You are browsing a tutorial guide for the latest Octoparse version. If you are running an older version of Octoparse, we strongly recommend you upgrade because it is faster, easier and more robust! Download and upgrade here if you haven't already done so!
Quora is a place to gain and share knowledge. It's a platform to ask questions and connect with people who contribute unique insights and quality answers. People here share their brilliant ideas from different countries and different careers.
This tutorial will show you how to scrape answers from Quora with question URLs. If you have no question URLs at hand, you can follow this tutorial first: Scrape questions from Quora
To follow through the tutorial, you may want to use the URL below:
The main steps are shown in the menu on the right and you can download the task file here.
1. Create a Go to Web Page - to open the target website
To start our scrape journey, the target website needs to be input first.
Enter the search URL into the search box at the center of the home screen. Click Start to create a new task.
2. Set up a Page Scroll - to load more data
Click on "+" under Go to Web Page Step
Click on Loop
Click Loop Item
Choose Loop Mode >>Scroll Page
Tick >> for one screen
Repeats >>100 times
Click Apply
Note: For more information about Page Scroll settings, please check this article: Set up a page scroll
3. Create a Loop - to capture the list of answers from the webpage
Click on "+" to add a step inside the scroll page loop
Click Loop
Switch Loop Mode to Variable List
Input the XPath in Matching XPath box: //div[not(contains(@class,'question_page_ad')) and(contains(@class,'question_answer_item'))]

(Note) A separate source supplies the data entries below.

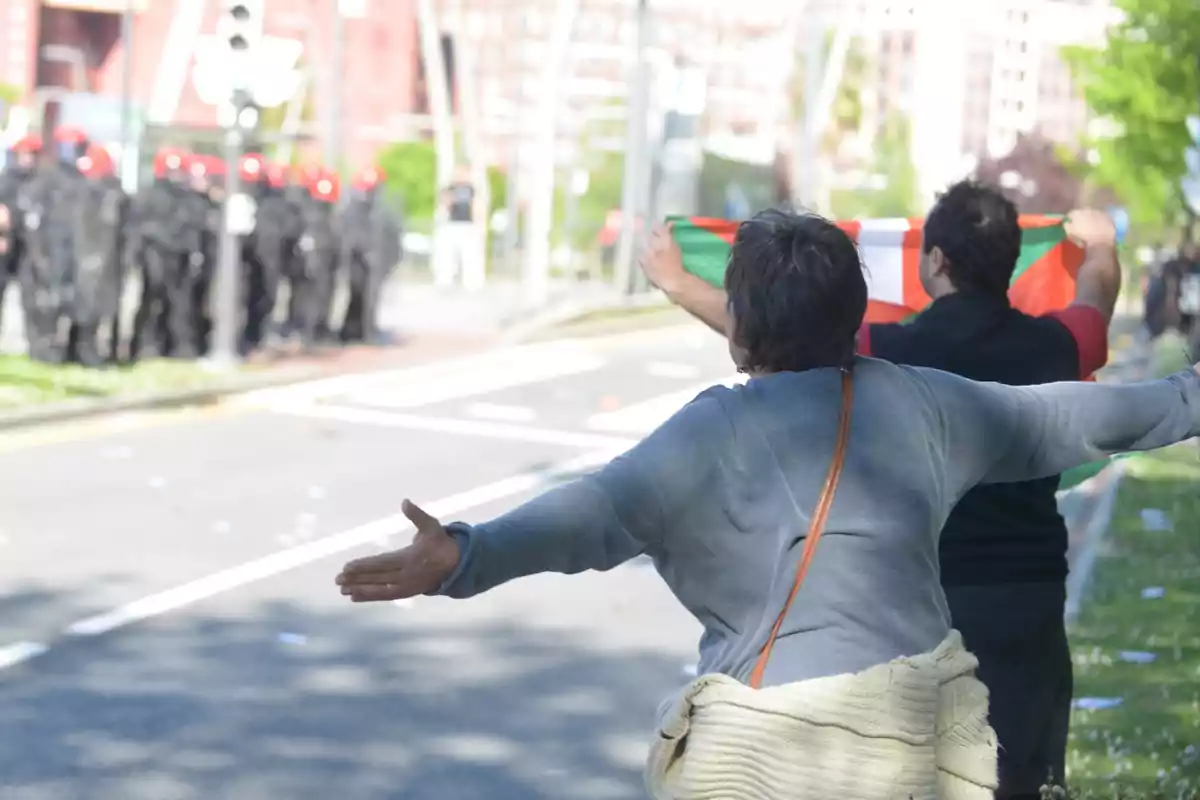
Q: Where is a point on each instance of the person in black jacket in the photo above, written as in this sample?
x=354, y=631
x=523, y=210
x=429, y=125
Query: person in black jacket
x=318, y=251
x=49, y=204
x=1003, y=551
x=371, y=250
x=21, y=160
x=165, y=245
x=100, y=223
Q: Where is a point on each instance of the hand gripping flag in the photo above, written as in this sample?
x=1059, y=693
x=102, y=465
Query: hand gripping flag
x=1044, y=278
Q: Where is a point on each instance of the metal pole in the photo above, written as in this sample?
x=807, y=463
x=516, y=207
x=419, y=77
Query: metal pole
x=126, y=85
x=635, y=152
x=336, y=70
x=227, y=316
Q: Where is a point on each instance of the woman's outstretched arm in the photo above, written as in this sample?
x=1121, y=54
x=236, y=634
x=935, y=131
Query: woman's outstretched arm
x=603, y=519
x=997, y=434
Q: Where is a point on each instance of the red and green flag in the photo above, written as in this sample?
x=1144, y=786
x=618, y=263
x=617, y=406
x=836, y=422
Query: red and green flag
x=1044, y=278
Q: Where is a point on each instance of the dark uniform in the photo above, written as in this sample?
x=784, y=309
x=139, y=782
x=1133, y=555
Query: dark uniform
x=371, y=250
x=267, y=250
x=19, y=163
x=100, y=226
x=1005, y=546
x=166, y=247
x=208, y=180
x=299, y=198
x=318, y=250
x=51, y=203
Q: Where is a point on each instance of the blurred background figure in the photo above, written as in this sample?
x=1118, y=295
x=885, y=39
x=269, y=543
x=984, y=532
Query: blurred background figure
x=456, y=250
x=371, y=250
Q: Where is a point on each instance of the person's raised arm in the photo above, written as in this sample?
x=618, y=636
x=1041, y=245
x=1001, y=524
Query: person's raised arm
x=1097, y=287
x=595, y=522
x=997, y=434
x=663, y=264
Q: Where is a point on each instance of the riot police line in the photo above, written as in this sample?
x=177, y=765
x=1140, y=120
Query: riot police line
x=71, y=239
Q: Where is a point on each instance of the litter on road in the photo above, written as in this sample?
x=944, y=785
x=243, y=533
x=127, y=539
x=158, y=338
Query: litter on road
x=1156, y=519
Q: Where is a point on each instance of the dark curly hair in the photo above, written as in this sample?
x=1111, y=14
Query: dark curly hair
x=796, y=290
x=978, y=230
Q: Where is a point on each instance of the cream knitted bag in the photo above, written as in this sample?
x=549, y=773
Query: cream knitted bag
x=912, y=728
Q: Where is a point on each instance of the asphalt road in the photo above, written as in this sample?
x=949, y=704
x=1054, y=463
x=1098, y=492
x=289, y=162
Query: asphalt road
x=169, y=629
x=178, y=573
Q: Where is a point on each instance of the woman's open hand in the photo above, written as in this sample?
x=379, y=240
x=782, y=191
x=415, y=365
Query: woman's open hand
x=419, y=569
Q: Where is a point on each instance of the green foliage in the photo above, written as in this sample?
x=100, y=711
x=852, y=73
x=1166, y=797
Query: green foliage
x=605, y=179
x=1141, y=749
x=846, y=114
x=10, y=96
x=1146, y=79
x=893, y=161
x=412, y=170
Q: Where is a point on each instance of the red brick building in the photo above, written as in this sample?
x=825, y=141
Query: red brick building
x=76, y=46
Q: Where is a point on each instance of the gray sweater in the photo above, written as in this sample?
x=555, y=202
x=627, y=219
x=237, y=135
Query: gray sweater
x=720, y=497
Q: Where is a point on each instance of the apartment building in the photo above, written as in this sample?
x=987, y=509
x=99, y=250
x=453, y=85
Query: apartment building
x=976, y=78
x=744, y=49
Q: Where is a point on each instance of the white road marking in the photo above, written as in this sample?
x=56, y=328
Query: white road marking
x=563, y=350
x=667, y=370
x=643, y=417
x=502, y=413
x=301, y=554
x=21, y=651
x=503, y=373
x=462, y=427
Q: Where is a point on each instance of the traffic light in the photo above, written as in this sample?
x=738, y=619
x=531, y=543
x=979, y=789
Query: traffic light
x=241, y=25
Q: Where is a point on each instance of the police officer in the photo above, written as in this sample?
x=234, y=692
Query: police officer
x=165, y=247
x=52, y=200
x=319, y=251
x=298, y=194
x=371, y=248
x=208, y=180
x=19, y=163
x=99, y=228
x=265, y=251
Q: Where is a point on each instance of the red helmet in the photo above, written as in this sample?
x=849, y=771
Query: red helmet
x=169, y=160
x=369, y=178
x=96, y=162
x=31, y=144
x=214, y=166
x=327, y=186
x=276, y=175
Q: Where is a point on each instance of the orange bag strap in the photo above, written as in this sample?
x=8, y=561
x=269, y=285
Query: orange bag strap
x=816, y=527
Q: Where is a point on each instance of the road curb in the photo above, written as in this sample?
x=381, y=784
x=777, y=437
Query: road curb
x=1095, y=517
x=249, y=384
x=205, y=395
x=523, y=329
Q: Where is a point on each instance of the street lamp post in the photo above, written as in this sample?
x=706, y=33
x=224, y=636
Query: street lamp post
x=126, y=85
x=633, y=182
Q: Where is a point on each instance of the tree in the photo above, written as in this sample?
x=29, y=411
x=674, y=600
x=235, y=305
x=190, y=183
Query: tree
x=10, y=96
x=846, y=113
x=1146, y=80
x=898, y=191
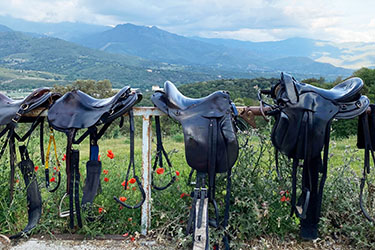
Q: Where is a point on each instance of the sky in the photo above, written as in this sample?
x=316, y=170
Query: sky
x=248, y=20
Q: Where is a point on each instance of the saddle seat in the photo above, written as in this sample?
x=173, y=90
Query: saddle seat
x=10, y=107
x=77, y=109
x=345, y=91
x=181, y=102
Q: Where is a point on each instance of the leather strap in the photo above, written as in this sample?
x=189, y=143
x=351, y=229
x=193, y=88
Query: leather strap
x=159, y=158
x=131, y=166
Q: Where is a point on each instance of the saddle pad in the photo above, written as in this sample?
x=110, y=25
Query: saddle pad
x=195, y=120
x=79, y=110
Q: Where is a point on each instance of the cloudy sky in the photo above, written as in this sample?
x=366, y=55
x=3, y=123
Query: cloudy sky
x=252, y=20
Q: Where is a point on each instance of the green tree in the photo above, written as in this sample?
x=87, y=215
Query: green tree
x=97, y=89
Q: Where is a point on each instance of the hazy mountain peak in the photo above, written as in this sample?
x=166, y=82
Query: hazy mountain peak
x=4, y=28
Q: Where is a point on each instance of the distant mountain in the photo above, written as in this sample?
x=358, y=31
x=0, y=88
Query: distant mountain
x=348, y=55
x=4, y=28
x=228, y=55
x=64, y=30
x=70, y=61
x=159, y=45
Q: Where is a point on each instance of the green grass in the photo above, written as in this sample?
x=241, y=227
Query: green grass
x=256, y=209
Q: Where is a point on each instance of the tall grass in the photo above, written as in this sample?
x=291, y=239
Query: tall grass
x=256, y=206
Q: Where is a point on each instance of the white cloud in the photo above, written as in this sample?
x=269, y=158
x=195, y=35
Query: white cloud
x=256, y=20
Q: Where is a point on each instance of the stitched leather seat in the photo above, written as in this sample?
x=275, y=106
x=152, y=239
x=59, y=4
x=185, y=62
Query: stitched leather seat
x=343, y=92
x=182, y=102
x=38, y=98
x=79, y=110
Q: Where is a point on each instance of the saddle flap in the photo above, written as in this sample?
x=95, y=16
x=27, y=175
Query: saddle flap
x=289, y=83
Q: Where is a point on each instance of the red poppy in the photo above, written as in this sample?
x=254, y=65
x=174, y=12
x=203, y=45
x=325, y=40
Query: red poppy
x=183, y=195
x=132, y=180
x=160, y=170
x=110, y=154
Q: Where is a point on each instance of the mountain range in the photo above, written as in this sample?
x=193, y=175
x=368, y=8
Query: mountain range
x=143, y=56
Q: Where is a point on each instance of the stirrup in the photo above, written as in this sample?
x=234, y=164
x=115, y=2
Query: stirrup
x=66, y=213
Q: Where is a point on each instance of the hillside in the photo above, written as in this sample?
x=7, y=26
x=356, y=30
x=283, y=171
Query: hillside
x=159, y=45
x=20, y=51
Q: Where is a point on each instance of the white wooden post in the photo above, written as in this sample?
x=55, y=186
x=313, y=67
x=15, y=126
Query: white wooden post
x=146, y=113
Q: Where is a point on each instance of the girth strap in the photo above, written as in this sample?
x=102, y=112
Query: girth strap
x=366, y=166
x=159, y=158
x=131, y=166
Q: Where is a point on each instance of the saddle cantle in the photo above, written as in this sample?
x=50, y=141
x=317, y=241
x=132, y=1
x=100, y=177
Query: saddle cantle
x=77, y=110
x=13, y=112
x=194, y=116
x=211, y=147
x=294, y=98
x=302, y=126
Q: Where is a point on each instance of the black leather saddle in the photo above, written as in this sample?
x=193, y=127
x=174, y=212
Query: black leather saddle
x=210, y=143
x=28, y=110
x=194, y=116
x=77, y=110
x=303, y=119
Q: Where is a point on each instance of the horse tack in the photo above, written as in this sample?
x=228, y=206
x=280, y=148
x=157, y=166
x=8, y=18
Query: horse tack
x=210, y=147
x=77, y=110
x=28, y=110
x=301, y=130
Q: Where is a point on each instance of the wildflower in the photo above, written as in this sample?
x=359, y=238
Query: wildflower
x=110, y=154
x=132, y=180
x=160, y=170
x=183, y=195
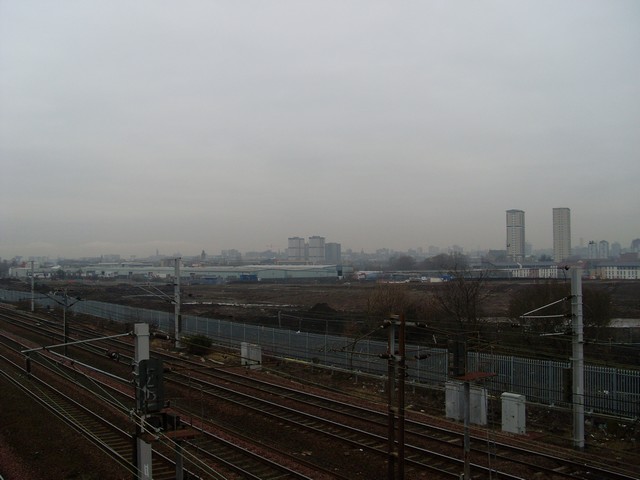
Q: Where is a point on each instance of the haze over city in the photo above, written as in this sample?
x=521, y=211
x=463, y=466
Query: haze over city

Click Apply to apply the settings
4. Set up a Branch - to extend the whole content of the answer
Some answers would be folded when it is too long, so we need to click "Continue Reading" on the page to extend the whole answer. While some may not need to be extended. So here we set a branch to let Octoparse judge whether we need to click the "Continue Reading" or not.
Click on "+" button inside Loop Item to set a Branch in the workflow
Click Branch Conditions
Choose the left branch box
Tick Execute if the current Loop contains a specific element
Put Xpath in the Matching XPath box as: //div[contains(text(),'Continue Reading')]

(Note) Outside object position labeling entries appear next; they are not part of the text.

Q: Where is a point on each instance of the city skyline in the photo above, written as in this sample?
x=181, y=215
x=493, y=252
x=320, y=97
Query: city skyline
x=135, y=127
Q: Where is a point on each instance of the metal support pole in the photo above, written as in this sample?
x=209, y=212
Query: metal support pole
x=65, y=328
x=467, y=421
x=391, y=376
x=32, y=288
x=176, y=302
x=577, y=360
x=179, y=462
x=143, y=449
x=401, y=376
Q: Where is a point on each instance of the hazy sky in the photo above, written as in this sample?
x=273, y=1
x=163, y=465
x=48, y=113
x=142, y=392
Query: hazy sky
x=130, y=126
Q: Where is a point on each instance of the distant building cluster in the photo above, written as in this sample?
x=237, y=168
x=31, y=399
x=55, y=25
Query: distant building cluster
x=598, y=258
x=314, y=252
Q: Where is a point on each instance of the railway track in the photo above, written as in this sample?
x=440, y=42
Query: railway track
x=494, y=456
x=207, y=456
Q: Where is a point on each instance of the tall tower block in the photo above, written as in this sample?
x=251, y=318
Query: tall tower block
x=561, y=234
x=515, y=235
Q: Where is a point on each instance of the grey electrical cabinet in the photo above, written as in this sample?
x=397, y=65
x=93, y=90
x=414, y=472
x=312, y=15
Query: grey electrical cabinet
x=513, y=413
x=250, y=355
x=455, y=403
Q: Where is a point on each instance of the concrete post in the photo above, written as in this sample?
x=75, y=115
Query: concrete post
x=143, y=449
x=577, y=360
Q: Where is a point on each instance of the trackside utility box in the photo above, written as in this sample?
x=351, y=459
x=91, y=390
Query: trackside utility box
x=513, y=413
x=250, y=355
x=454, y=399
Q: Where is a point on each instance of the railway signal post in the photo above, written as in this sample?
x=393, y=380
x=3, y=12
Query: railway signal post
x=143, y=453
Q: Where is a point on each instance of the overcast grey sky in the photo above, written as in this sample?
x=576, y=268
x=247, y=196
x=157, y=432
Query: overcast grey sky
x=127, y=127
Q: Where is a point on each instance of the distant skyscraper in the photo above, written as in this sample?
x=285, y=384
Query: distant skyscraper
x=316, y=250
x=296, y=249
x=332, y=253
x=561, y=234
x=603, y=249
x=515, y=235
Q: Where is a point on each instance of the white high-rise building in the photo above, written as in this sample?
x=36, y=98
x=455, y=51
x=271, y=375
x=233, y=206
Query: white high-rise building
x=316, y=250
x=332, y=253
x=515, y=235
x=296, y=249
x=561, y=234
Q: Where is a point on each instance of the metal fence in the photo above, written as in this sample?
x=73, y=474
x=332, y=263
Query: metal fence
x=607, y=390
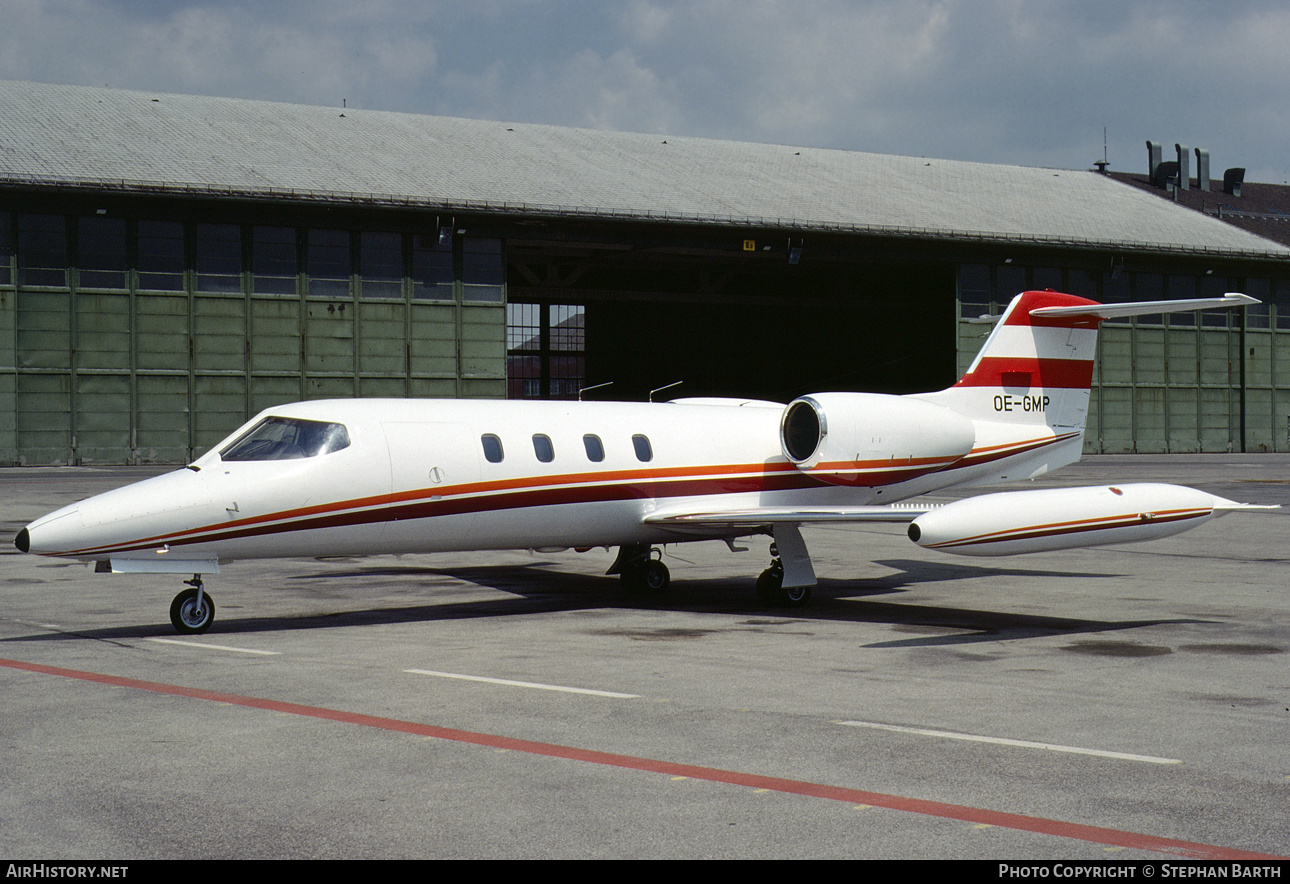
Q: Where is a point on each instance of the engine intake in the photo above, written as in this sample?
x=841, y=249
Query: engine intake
x=871, y=439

Click Apply to apply the settings
Click "+" in the left branch to add a Click step inside
Click on the Click Item
Choose Relative XPath to the Loop Item
Set up the XPath for the Click Item as //div[contains(text(),'Continue Reading')]
Click on Options
Set up AJAX Load as 5s
The whole branch setting means to execute the click procedure if there's a "Continue reading" button.
Note: For More Branch setting details, please check this article: Branch Conditions
5. Create an Extract Data - to extract the data you need
After the branch has been set up, we need to add a data extract step for the final extraction. Also, make sure the step is included in the loop.
Click "+" under the Branch box
Click Extract Data
Click Element data on the Tips
Double-click the data fields to rename them if needed
6. Modify the Xpath - to locate data accurately
To locate the data we want accurately, the XPath for the fields needs to be modified.
Switch to Vertical View
Input the Xpath below for each field in Field Settings:
User: //div[@class="q-inlineFlex qu-alignItems--center qu-wordBreak--break-word"]
Career: //div[contains(@class,"truncateLines")]/span[1]/span[2]
Date: //a[contains(@class,'answer_timestamp')]
Answer: //div[contains(@class,'test_answer_content')]
The final workflow will look as below:
7. Run the task - to get the target data
Click the Save button first to save all the settings you have made
Then click Run to run your task.
Select Run on your device and click Standard Mode to run the task on your local device
Wait for the task to complete
Below is a sample data run from the local. Excel, CSV, HTML, and JSON formats are available for export.